I have provided financial advice to countless millennials and although they are often criticized for the financial decisions, I don’t see a real difference between how a millennial think of their finances compared to other generations. The key difference between millennials and their parents or grandparents is their approach to finding information.
Millennials typically use technology to improve their financial picture. They rely on a range of online tools because they think it is less consuming and more efficient to achieving their financial goals. Conversely, when I think of myself, a Gen Xer, I prefer meeting with an advisor to figure out my financial path when it comes to credit and investments. Although millennials have more resources at their fingertips to manage their own finances, like the generations before them, many are left to figure out finances on their own. That is not so different from when I was growing up.
Thinking back to your childhood, were you exposed to financial literacy courses or did you have to figure it out on our own? As I think back to my schooling, I must be honest and say as a Gen Xer, I was not formally taught financial literacy topics. My financial teacher was my dad. I think that is true today and true for millennials as well. I feel for millennials because they are at a critical age in their lives. In their late 20s and 30s, millennials are at the age when they are looking to purchase their first vehicle or home. They may also be thinking of long-term investment strategies. And when you start thinking about these things, it can seem overwhelming at times.
Strategies to Improve your Financial Picture
Millennials have one key advantage over previous generations. They are comfortable with technology and because of that, they have an easier way to strategize when it comes to their financial picture. But when I meet my current or prospective millennial customers and we discuss their financial picture, many of them don’t even know where to begin. There is an abundance of online financial tools and information but no one to answer their questions.
If you are looking to improve your financial picture, these are some strategies to help you get started:
- Know your debt-to-income ratio and track all your expenses. The first thing I talk about with my customers is understand their current monthly income and monthly expenses.

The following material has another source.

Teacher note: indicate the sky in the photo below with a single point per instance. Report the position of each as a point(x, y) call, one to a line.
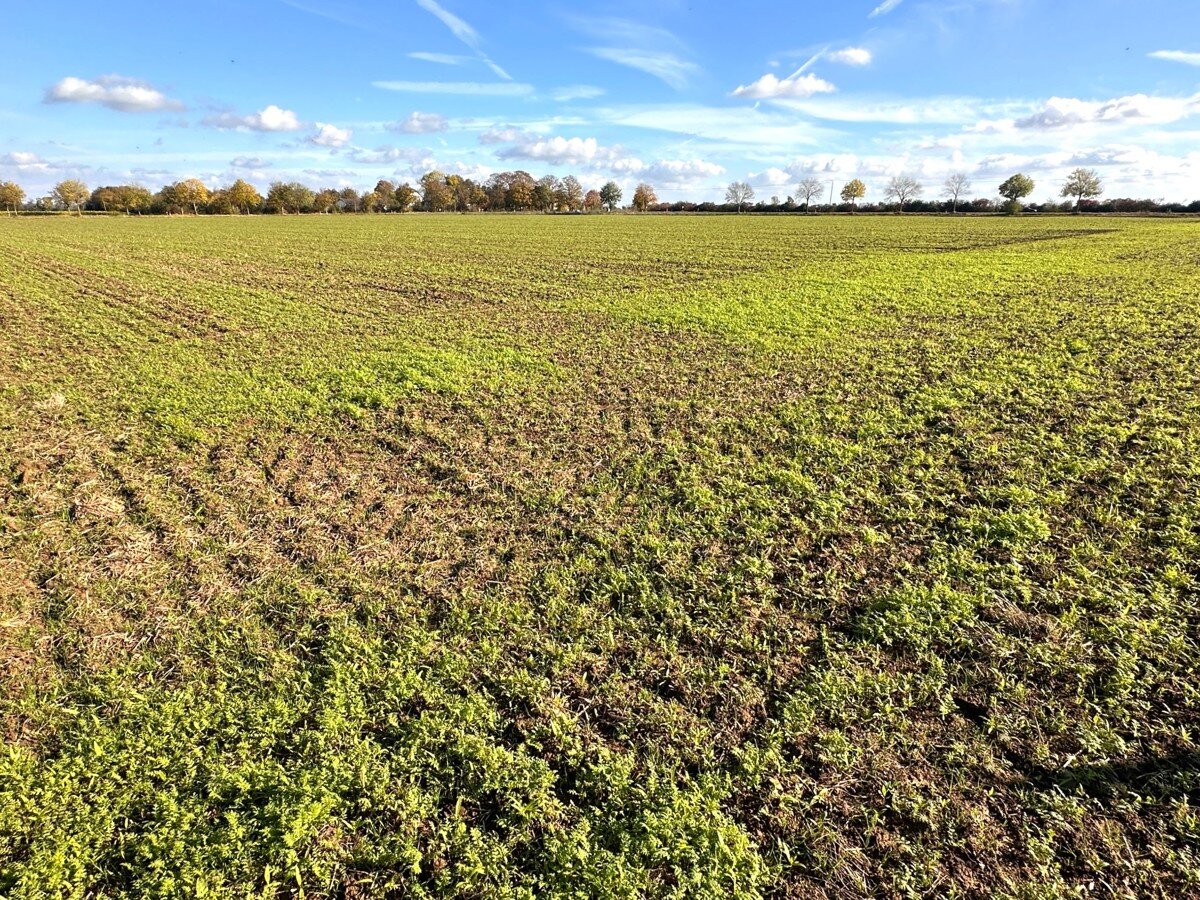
point(687, 95)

This can put a lot of things into perspective for them right away. This will determine how much they can save and expenses they can do without to save more. Millennials also spent many years in college, earning their bachelor and graduate degrees. Most of them took out student loans and have credit card debt, which is why understanding their debt-to-income ratio is important. I then explore ways to consolidate their debt and lower their monthly payments and increase savings.
- Improve your credit score. A good credit score can ensure better rates when you take out a personal or mortgage loan. Many millennials are just beginning to build credit and I typically suggest ways they can repair or improve their credit by looking at their unique financial picture.
- Know ways to earn passive income or increase savings. Some funds are good if you are investing for retirement and others are good if you are investing for your next vacation. Since millennials are technology-forward, I find that some can be overzealous with the latest trends in cryptocurrency or investing in a new tech startup. Instead of chasing the latest trends, I work with millennials to know their risk tolerance and long-term goals. I then advise them on how best they can attain their lifestyle goals.
After discussing the above, this is typically when I will pass the baton. Because of millennials’ comfort level in investigating financial tools, in some cases, they will do the research on their own. My focus is then to follow up with them - Did they hold up their end of the bargain to track their expenses or keep within budget?
Building a relationship with my customers is important to me and following up with them ensures I am on task to helping them meet their goals. For those who are focused on the end goal, which I genuinely think is a positive quality many millennials possess, they are headed down the path of improving their financial picture.
Many millennials rarely think about their financial picture until they need to make big life decisions. But the sooner you start this conversation with a banker, the quicker you will be able to achieve your life goals.